That far away look towards forever.
"Her."
He didn't need to say anything else. I already knew. I didn't even notice it happening. Didn't even notice picking up my harp and starting to play, stretching the weeping notes flat...
And with a voice like sandpaper on aged oak, he sang. . . .
She wants to run home to Mama,
wants to run home and cry.
The flames flicker dancing wicked!
while the moon bleeds up on high.
And she wants to run home to Mama!
Oh Lord she wants to run home and cry.
In the graveyard by the cann'ry
where the lonely nightbirds sigh
Fire lights my pale-haired pretty!
with her eyes Morning Glory shy.
How she wishes she were with her Mama!
yes, that her eyes cannot deny.
The pistol gleams, silver shining
sparkles gleam in her sapphic eyes;
she came because I said I loved her!
murmured cheap and feeble lies.
And her eyes know horrified revelation!
Oh Lord she doesn't want to die
She snuck away through that window
where her Mother cooled pies.
In her pockets just fifteen dollars!
and her Daddies bottle of rye.
There is no need to struggle, pretty!
there is no need to even try
Now she wants to go to Mama,
whistles slow her bailful cry.
Oh my girl I think you're bleeding!
And her silent lips just beg me why?
Yes, her eyes just sorrow weeping!
oh please Mama don't let me die
Cherryweather Rose, I am so sorry
I didn't want to make you cry.
But it is too late to take it back now!
your poor heart has beaten dry.
Yes her form is prone as praying!
oh Lord, Mama she's gone and died.
Someone tell her poor, poor mother
who didn't even get to say goodbye. . . .
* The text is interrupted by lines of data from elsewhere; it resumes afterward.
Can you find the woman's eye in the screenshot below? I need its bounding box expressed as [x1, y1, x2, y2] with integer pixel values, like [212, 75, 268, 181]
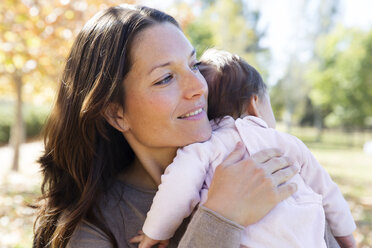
[154, 75, 173, 85]
[191, 62, 201, 71]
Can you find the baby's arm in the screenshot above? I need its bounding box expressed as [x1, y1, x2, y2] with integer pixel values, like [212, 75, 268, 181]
[143, 141, 212, 240]
[296, 138, 356, 244]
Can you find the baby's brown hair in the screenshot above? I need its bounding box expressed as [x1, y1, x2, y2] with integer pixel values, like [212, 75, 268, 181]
[200, 49, 266, 121]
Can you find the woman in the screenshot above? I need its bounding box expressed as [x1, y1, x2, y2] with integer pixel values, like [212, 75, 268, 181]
[34, 6, 334, 247]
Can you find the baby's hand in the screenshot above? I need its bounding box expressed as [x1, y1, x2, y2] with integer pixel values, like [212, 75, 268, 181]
[129, 231, 169, 248]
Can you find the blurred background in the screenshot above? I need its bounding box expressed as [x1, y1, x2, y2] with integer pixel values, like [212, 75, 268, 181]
[0, 0, 372, 248]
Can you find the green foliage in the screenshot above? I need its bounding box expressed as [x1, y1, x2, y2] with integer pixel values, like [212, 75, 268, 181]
[185, 0, 266, 69]
[0, 104, 50, 144]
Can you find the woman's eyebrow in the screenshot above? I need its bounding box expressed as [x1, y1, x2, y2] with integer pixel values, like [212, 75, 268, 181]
[148, 48, 196, 74]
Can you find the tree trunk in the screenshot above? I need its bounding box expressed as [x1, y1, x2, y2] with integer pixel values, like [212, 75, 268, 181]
[10, 71, 24, 171]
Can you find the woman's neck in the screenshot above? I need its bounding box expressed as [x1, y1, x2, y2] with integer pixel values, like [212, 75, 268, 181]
[119, 139, 177, 189]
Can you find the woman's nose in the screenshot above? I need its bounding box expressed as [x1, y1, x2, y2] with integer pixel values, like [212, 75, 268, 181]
[185, 72, 208, 99]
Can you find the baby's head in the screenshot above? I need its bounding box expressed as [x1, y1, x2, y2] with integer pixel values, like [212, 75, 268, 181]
[200, 49, 275, 128]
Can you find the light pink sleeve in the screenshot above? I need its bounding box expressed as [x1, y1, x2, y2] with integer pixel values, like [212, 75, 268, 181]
[295, 138, 356, 237]
[143, 140, 221, 240]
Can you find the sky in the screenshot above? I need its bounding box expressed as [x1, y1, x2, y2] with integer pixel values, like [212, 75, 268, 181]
[137, 0, 372, 84]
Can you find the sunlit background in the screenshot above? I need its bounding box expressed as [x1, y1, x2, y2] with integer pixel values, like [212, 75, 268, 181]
[0, 0, 372, 248]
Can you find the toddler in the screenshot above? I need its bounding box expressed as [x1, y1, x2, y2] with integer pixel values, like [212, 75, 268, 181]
[136, 49, 356, 248]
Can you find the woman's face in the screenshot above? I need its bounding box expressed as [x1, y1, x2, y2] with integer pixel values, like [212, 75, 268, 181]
[124, 23, 211, 148]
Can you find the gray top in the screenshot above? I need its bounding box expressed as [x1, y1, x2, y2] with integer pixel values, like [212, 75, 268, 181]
[67, 180, 338, 248]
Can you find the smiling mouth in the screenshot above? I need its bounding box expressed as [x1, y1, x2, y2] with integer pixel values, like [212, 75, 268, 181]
[178, 108, 203, 119]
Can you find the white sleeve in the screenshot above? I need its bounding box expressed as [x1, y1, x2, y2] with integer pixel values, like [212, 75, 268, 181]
[143, 141, 213, 240]
[295, 138, 356, 237]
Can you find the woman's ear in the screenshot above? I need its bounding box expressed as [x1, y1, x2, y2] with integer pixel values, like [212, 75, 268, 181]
[104, 103, 129, 133]
[247, 95, 261, 117]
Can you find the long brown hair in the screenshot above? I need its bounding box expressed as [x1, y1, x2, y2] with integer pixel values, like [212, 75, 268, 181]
[200, 48, 266, 122]
[33, 5, 179, 247]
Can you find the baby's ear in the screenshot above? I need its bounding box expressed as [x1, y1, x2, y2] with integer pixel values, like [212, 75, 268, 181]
[104, 103, 129, 133]
[246, 95, 261, 117]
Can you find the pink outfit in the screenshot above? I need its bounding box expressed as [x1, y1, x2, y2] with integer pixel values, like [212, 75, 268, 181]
[143, 116, 356, 248]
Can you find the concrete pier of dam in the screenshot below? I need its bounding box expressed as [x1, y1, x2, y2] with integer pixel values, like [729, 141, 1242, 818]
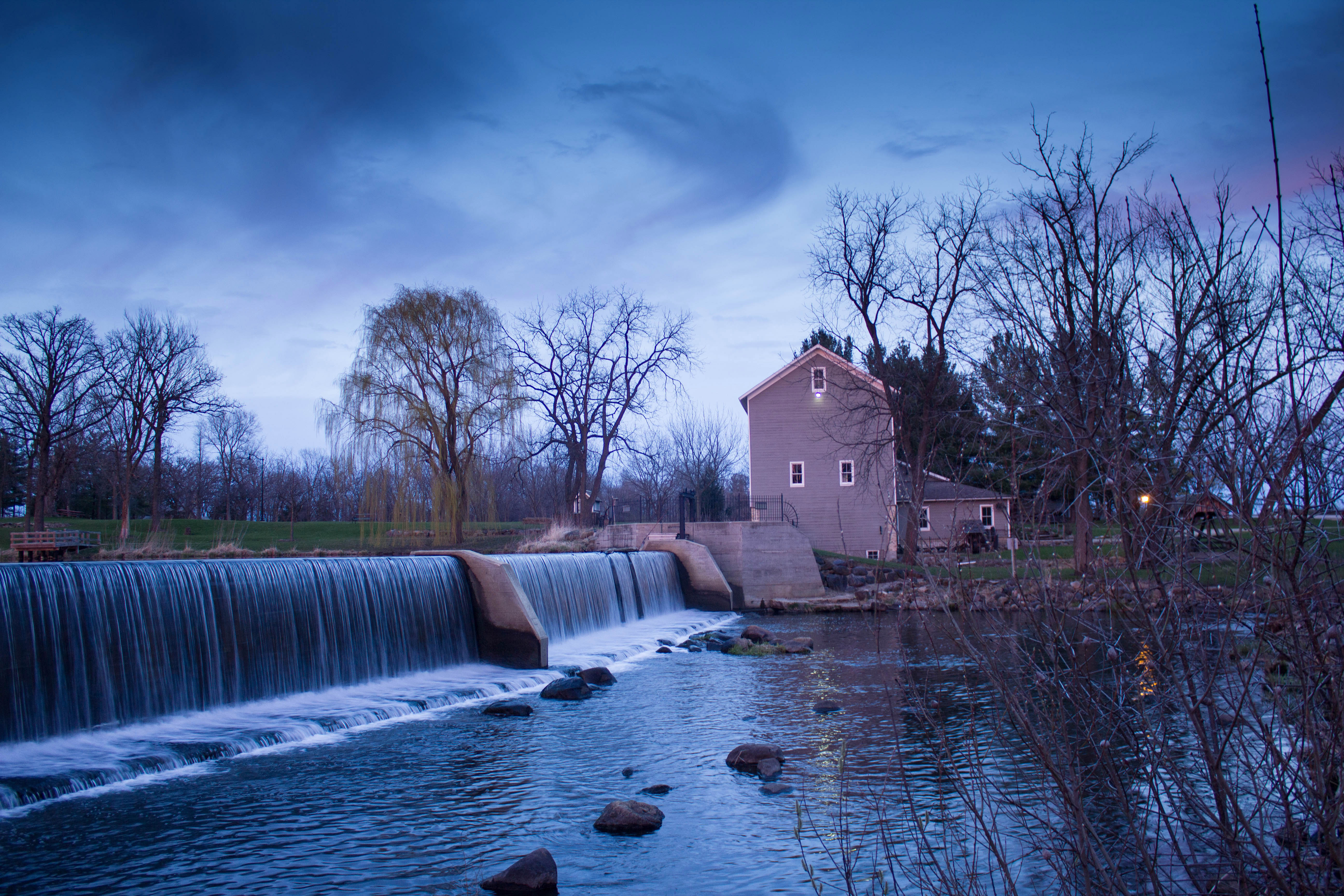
[412, 551, 550, 669]
[597, 523, 827, 610]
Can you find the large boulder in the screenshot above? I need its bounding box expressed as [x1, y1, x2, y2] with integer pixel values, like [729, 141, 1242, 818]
[481, 848, 559, 893]
[593, 799, 663, 834]
[542, 676, 593, 700]
[481, 700, 532, 716]
[579, 666, 615, 687]
[727, 744, 783, 775]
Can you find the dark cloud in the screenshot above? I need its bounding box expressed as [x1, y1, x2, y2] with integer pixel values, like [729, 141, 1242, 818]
[574, 68, 797, 216]
[0, 0, 507, 240]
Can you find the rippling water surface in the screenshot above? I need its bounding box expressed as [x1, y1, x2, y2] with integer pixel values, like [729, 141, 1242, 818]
[0, 611, 989, 893]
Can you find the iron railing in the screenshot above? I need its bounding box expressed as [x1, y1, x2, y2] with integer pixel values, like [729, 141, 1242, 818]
[606, 494, 798, 525]
[723, 494, 798, 527]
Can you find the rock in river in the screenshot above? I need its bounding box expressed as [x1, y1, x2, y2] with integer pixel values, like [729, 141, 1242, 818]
[579, 666, 615, 687]
[481, 700, 532, 716]
[727, 744, 783, 775]
[593, 799, 663, 834]
[542, 676, 593, 700]
[481, 848, 559, 893]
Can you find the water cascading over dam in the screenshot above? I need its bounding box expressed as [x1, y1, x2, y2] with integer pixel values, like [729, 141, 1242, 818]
[500, 551, 685, 642]
[0, 554, 684, 743]
[0, 557, 476, 741]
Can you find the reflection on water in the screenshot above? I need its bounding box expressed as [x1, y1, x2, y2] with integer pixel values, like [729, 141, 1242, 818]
[0, 611, 1059, 893]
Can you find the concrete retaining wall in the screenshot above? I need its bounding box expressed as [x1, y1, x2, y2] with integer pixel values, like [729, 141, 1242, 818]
[598, 523, 827, 610]
[411, 551, 550, 669]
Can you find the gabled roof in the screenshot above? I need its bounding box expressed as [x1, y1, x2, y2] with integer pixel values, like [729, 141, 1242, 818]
[738, 345, 882, 411]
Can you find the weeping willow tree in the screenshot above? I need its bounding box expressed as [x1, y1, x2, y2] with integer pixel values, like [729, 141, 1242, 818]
[321, 286, 519, 541]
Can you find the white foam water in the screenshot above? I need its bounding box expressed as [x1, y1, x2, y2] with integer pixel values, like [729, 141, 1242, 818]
[0, 610, 735, 817]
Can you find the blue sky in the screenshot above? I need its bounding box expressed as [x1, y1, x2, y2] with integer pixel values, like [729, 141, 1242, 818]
[0, 0, 1344, 449]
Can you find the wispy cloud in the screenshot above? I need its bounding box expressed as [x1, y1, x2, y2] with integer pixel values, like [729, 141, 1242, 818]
[574, 68, 797, 216]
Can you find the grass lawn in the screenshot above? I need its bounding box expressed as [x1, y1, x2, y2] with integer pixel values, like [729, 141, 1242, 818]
[0, 520, 544, 559]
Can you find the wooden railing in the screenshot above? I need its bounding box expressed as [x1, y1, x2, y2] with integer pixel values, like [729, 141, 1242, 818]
[9, 529, 102, 551]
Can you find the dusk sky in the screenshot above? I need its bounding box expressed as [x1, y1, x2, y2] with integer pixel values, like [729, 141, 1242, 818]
[0, 0, 1344, 449]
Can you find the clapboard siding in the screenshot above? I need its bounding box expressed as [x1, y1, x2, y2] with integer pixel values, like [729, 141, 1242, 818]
[747, 360, 894, 556]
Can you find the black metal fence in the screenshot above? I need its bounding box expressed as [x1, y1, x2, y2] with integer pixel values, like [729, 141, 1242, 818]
[606, 494, 798, 525]
[723, 494, 798, 525]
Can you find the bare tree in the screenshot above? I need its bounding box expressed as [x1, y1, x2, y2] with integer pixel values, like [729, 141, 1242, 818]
[512, 289, 695, 514]
[621, 431, 677, 521]
[668, 406, 746, 520]
[0, 308, 103, 532]
[204, 408, 260, 520]
[323, 286, 517, 541]
[983, 122, 1153, 572]
[132, 310, 231, 532]
[102, 313, 155, 541]
[812, 181, 992, 557]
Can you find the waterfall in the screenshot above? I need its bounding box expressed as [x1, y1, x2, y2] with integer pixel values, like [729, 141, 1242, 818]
[500, 551, 685, 642]
[0, 557, 481, 743]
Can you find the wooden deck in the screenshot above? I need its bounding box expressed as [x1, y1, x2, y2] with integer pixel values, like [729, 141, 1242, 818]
[9, 529, 102, 563]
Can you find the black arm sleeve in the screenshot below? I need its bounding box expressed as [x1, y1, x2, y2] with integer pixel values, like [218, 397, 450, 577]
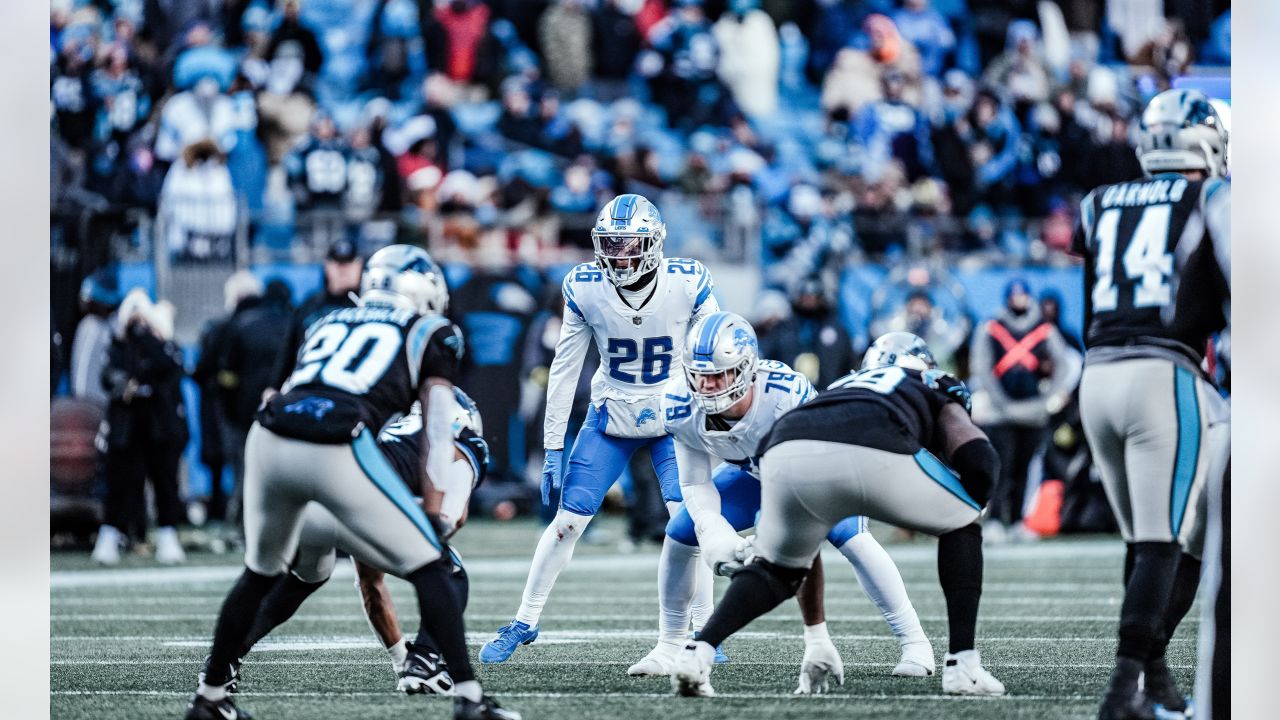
[419, 323, 465, 384]
[951, 438, 1000, 505]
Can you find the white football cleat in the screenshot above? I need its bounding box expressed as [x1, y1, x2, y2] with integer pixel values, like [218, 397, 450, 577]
[156, 525, 187, 565]
[91, 525, 124, 565]
[671, 641, 716, 697]
[942, 650, 1005, 696]
[893, 641, 937, 678]
[792, 638, 845, 694]
[627, 642, 680, 678]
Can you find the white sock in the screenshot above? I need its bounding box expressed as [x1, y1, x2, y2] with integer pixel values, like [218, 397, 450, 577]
[387, 635, 408, 673]
[453, 680, 484, 702]
[689, 557, 716, 633]
[840, 533, 928, 644]
[804, 621, 831, 644]
[658, 538, 704, 643]
[512, 510, 591, 625]
[196, 683, 227, 702]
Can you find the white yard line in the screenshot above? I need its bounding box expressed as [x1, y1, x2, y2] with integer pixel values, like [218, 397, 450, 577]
[49, 646, 1196, 670]
[49, 691, 1097, 703]
[49, 612, 1141, 623]
[49, 539, 1124, 589]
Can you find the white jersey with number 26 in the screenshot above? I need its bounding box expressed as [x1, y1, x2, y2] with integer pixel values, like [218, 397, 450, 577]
[543, 258, 719, 448]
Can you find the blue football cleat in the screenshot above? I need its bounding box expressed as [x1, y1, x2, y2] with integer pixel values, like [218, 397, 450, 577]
[480, 620, 538, 662]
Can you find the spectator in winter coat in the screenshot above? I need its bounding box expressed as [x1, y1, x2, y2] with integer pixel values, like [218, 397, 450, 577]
[712, 0, 781, 118]
[419, 0, 489, 83]
[970, 279, 1079, 537]
[266, 0, 324, 76]
[892, 0, 956, 77]
[93, 290, 187, 565]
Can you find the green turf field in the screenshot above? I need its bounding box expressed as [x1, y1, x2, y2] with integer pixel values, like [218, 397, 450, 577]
[50, 519, 1197, 720]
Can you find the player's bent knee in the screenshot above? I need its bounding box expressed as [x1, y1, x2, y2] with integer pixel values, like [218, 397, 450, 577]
[561, 483, 604, 518]
[827, 515, 867, 547]
[667, 510, 698, 547]
[552, 507, 591, 542]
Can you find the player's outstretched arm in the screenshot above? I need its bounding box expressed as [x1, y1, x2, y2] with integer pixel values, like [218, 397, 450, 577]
[938, 402, 1000, 505]
[543, 298, 591, 450]
[419, 377, 457, 509]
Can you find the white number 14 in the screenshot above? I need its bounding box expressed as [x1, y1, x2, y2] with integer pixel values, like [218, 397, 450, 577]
[1093, 205, 1174, 311]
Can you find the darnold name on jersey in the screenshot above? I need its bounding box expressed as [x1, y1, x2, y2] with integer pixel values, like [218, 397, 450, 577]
[1102, 178, 1188, 208]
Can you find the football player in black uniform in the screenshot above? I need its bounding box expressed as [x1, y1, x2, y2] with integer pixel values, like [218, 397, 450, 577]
[221, 387, 489, 694]
[187, 245, 520, 720]
[1073, 90, 1231, 720]
[671, 332, 1005, 696]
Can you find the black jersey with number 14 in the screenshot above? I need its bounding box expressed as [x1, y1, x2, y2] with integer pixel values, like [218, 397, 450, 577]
[759, 365, 970, 455]
[257, 305, 463, 443]
[1073, 173, 1231, 365]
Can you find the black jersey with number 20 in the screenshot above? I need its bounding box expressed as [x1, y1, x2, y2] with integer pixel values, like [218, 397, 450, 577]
[1073, 173, 1231, 365]
[759, 365, 970, 455]
[257, 305, 463, 443]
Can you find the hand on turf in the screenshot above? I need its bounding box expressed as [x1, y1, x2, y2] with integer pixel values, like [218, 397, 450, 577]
[543, 450, 564, 505]
[794, 639, 845, 694]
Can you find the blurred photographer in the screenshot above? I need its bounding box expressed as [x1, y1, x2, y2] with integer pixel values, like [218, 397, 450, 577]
[93, 290, 188, 565]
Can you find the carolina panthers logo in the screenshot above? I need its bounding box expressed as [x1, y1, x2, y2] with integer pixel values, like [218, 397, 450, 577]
[284, 397, 333, 420]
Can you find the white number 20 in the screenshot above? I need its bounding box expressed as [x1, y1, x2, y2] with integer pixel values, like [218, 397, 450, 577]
[285, 323, 401, 395]
[1093, 205, 1174, 311]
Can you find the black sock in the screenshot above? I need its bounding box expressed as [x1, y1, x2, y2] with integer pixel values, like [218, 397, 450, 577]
[239, 573, 328, 657]
[1147, 552, 1201, 660]
[696, 557, 809, 646]
[1116, 542, 1185, 664]
[404, 557, 476, 683]
[938, 523, 982, 653]
[205, 568, 279, 685]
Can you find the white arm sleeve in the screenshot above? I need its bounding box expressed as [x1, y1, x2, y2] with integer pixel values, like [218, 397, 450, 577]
[543, 307, 591, 450]
[422, 384, 458, 492]
[675, 441, 737, 543]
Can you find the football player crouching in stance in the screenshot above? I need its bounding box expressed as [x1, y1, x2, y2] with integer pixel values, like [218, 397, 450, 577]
[628, 313, 934, 693]
[209, 387, 489, 696]
[671, 333, 1005, 697]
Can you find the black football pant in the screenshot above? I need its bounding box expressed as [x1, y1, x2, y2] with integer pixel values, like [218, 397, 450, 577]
[104, 442, 183, 533]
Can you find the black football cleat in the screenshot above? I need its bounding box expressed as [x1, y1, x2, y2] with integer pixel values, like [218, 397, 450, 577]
[1142, 657, 1190, 717]
[1098, 657, 1156, 720]
[200, 656, 239, 693]
[396, 643, 453, 696]
[186, 694, 253, 720]
[453, 696, 521, 720]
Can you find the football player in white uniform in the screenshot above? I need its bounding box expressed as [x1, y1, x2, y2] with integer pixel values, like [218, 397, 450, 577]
[480, 195, 719, 662]
[628, 311, 934, 694]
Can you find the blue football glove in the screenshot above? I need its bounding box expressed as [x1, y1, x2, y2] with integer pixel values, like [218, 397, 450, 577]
[543, 450, 564, 505]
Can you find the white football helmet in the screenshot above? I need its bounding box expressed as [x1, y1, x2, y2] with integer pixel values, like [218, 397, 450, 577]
[360, 245, 449, 315]
[860, 332, 938, 373]
[1137, 90, 1228, 177]
[591, 193, 667, 287]
[684, 311, 760, 415]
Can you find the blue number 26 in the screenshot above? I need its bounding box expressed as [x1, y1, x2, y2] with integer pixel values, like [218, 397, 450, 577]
[608, 336, 675, 384]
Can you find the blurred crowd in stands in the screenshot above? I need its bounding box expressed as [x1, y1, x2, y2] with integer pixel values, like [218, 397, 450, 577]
[50, 0, 1230, 557]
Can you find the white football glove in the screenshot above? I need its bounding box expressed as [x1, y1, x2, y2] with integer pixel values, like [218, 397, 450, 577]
[794, 638, 845, 694]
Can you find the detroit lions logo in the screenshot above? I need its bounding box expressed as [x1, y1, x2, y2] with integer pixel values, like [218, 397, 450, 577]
[284, 397, 333, 420]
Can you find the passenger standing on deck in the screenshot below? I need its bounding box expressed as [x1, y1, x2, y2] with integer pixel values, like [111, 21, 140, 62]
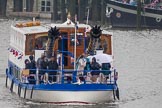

The song ended, and we were both lost. Lost to the past, to that dark and winding maze that we all wander and wonder. His glassy eyes gazed into the face of the wind, and I was left to my own bemusement of harmonica bars and chromatic scales. The music, it's the music we live for. I didn't know Graystone Broke, but I understand him. It's the music. It's intrinsicate to us, a sense of purpose that sends us from one note to another, finger snapping the heartbeats, one-two-three, one-two-three, a rhythm to waltz to forever. Things just keep repeating themselves. . . .
"Do you know what a murder ballad is?"
It was my turn to be shook from my reverie. The old man looked at me gently, and there was a note of resolution on his face.
"What?"
"Do you know what a murder ballad is?"
"No."
"Yes, you do. You just didn't know they were called that. Anyone who's ever hummed "Pollyanna" or "Hey Joe" has heard one."
"I take it they're-."
"Just what you think they are. Ballads about murder. They've been around forever. The kind of lurid entertainment people read the tabloids for. Graystone wrote a murder ballad once. It's why I hated him for so long. It was about her."
I saw his teeth grit and his eyes glimmered on the edge of tears. Anger, so much anger. And something else. Sorrow. The tears fell silently from eyes while the wind swirled the ashes of dead posies around our feet. The smell of the flowers made me feel sick to my stomach and into my mind came the memory of the angel with her red wings so black in the snow. . . .
"Her name was Posy. We met her in New York just before he and I headed west. She had those little rosy dimples on her cheeks and these May-green eyes, and when she spoke, it was, it sounded like. . . ."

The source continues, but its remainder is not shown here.